Blank maintains that in order to successfully scale the company for the mainstream market, entrepreneurs will not only have to build their customer base, but also, “build the company’s organization, management, and culture to support greater scale.” As leaders, business owners must be adept at not micromanaging their employees; but continue to provide support which places value on the individual and on the company’s vision. Furthermore, managers must continually encourage innovation and creativity so as not to stifle ideas and be able to implement change, when necessary, that satisfies both customers and the market (competition).

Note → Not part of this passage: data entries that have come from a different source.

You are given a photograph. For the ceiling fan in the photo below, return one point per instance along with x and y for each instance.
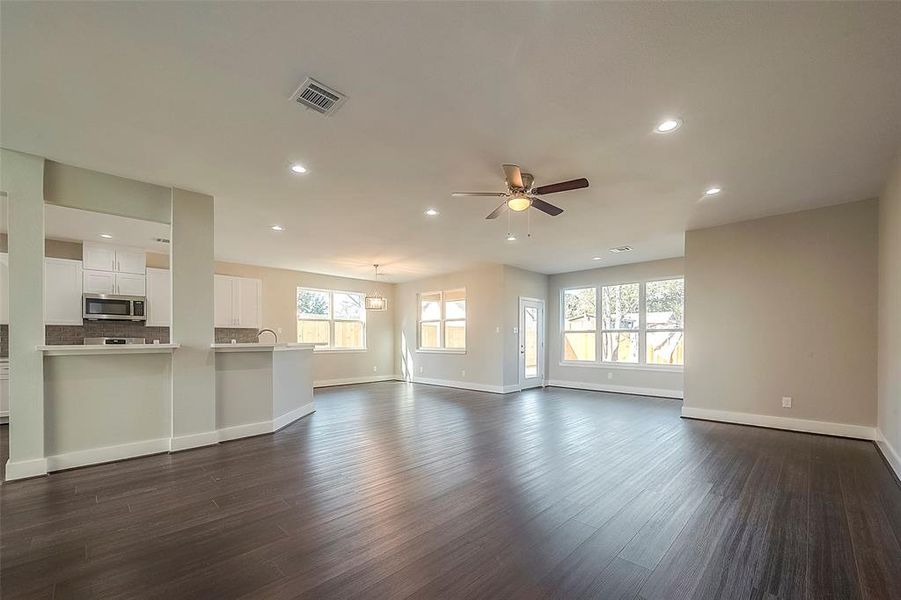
(521, 194)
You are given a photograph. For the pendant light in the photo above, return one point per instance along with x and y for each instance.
(375, 301)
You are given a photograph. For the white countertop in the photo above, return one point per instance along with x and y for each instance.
(253, 347)
(75, 349)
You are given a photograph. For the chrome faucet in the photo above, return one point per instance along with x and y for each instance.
(262, 331)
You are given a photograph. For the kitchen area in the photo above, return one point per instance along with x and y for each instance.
(111, 357)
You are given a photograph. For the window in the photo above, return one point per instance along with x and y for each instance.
(664, 308)
(580, 324)
(620, 328)
(641, 323)
(442, 321)
(331, 320)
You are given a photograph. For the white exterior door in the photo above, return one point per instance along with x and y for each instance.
(531, 343)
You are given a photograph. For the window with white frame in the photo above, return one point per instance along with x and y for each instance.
(580, 324)
(442, 320)
(640, 323)
(331, 319)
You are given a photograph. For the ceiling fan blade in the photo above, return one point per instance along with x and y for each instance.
(497, 211)
(513, 176)
(497, 194)
(546, 207)
(563, 186)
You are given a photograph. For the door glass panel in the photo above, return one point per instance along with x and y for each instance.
(530, 329)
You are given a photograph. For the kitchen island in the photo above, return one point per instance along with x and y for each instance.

In addition, business owners must create fast-response departments to support the climate of learning that will be necessary for the venture to progress into the next phase of building the company. This “positioning” prepares the entity to be ready for the next opportunity since, “success in a startup is all about searching, finding, and exploiting ephemeral opportunities.” As he has preached throughout the book, Blank further maintains that it is fundamental to know what market the company is planning to enter because as he has stated previously, it will determine how entrepreneurs will need to proceed on the playing field. Just like each venture is unique, each market has its own set of guidelines that will need to be adhered to, to mitigate the entrepreneurial risks that ensue. Blank affirms that too many new enterprises construe growth as a call to construct, staff, and scale traditional departments corresponding to a cookie-cutter model (thinking all companies must have certain branches) rather than assembling structure from a clear strategic standpoint.
Blank, S. G. (2006). Four Steps to the Epiphany: Successful Strategies for Products that Win (3rd ed.). Cafepress.com.